THE elderly bespectacled vendor with a tin-and-glass box hanging around his neck was a regular on the street I lived as a child. He used to sell biscuits – baked white/brown cookies known as “Hazaribagh-er biscuit (biscuits from Hazaribagh)”. Our erstwhile district headquarter town was located 60 kilometres away from Jhumri Telaiya (now in Koderma district). I never asked anybody why the biscuits were called so, but knew they were manufactured in Hazaribagh, and realised much later that since Jhumri Telaiya did not have any bakery of its own, it was because of its bakeries that the neighbouring town got this patent. I liked the cookies very much, though did not get to eat them too often.
Bakery biscuits are still a favourite with me. And I don’t have to go to Hazaribagh to get them. They are available everywhere now, even in Jhumri Telaiya. Among the cookies the old man sold were nankhatais, the one I liked the most, though I was enlightened about the name much later.
I have tasted several versions of the baked beauty till now – some too hard, some extra sweet, some fluffy, some superbly crispy, some soft and some flavoured. The one I remember distinctly was the homemade lot my mother-in-law had brought when she visited me for the first time after the wedding. Needless to say, I immediately took the recipe from her and decided to try.
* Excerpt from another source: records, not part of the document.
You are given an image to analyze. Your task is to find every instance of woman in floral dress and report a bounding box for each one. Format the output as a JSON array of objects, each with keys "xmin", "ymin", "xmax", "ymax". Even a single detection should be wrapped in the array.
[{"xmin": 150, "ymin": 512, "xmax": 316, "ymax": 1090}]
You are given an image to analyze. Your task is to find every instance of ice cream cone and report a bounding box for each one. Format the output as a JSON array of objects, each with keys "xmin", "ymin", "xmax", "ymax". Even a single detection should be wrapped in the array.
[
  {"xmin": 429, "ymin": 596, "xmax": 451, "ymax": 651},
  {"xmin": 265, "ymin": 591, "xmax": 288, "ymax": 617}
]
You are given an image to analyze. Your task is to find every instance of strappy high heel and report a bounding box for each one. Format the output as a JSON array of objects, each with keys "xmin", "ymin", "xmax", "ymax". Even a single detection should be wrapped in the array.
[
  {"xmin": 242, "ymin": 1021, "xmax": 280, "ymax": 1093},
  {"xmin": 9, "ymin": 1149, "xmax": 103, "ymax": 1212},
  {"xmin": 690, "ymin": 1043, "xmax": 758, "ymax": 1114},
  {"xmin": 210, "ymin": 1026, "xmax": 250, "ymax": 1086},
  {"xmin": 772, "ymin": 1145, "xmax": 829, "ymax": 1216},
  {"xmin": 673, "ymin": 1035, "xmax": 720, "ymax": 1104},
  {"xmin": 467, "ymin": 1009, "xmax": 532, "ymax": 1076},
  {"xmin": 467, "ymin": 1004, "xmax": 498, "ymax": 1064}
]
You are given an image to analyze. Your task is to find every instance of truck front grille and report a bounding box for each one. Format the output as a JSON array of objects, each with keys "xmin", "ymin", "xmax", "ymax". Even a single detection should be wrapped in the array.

But my microwave of the basic model failed to deliver.
Two years later, when I bought an OTG, nankhatai was, of course, the first thing I tried out. It turned out edible, but not anywhere near the perfect taste. But I did not give up this time, and after several trials and errors, saw success finally.
The successful attempt encouraged me to bake more stuff. And I fell in love with my small and cheap OTG that has since churned out several masterpieces, making fun of the expensive microwave that sits next to it and occupies more space but is used mostly for heating food. After my old microwave conked off earlier this year, I spent a lot of money on the new one hoping to expand my horizon and bake things I could not in my small OTG. But coming with fixed settings for specific items, I have to stick to the recipes offered by it. Though it gives me a perfect pizza and bakes the near-perfect nankhatais, I still prefer OTG for my shepherd’s pie, apple pie, tarts, quiches and calzones.The microwave has, however, finally convinced me that they too can dish out good cakes. Talking about cakes, I must say have come a long way — from the tawa top burnt-bottoms to oven-baked double-flavoured ones. My next post will be dedicated to cakes. Please stay tuned.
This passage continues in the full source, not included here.